Worte finden
von Elaine, über Bloggen, Heilsam, Leben

Gestern wurde dieser Blog zehn Jahre alt. ZEHN Jahre. Wie unglaublich ist das denn?
Ich bin so dankbar für diesen Ort hier. Für EUCH, für Eure Kommentare, für die Solidarität der wunderbaren internationalen Blogger-Community, für jeden Aha-Moment und die gegenseitige Inspiration. Auch für den Trost und das Nicht-Ganz-So-Alleine-Sein – für mich vor allem zu Beginn enorm wichtig.

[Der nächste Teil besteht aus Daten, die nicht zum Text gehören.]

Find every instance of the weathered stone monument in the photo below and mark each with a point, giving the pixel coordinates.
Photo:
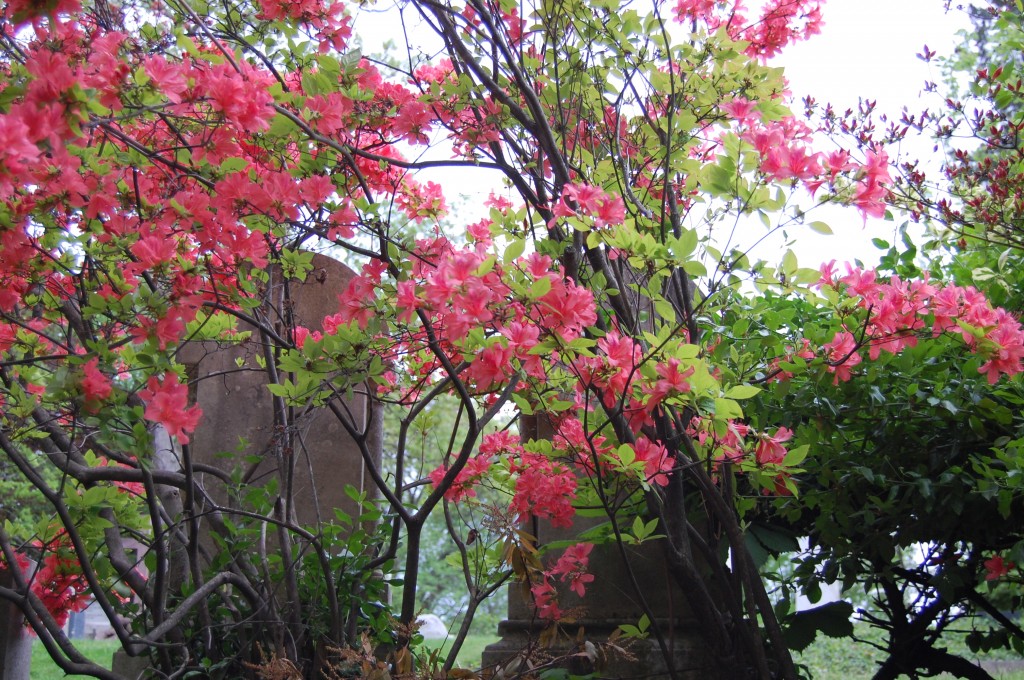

Auf diesem Blog ging es schon immer darum, Worte zu finden. Manchmal rang ich um jeden Buchstaben, löschte und schrieb und löschte wieder. Und manchmal flogen mir die Texte einfach zu. Das ist bis heute so geblieben, auch wenn das Thema Kinderlosigkeit mein Leben nicht mehr dominiert. Es ist nun ein Thema von vielen. Zum Glück!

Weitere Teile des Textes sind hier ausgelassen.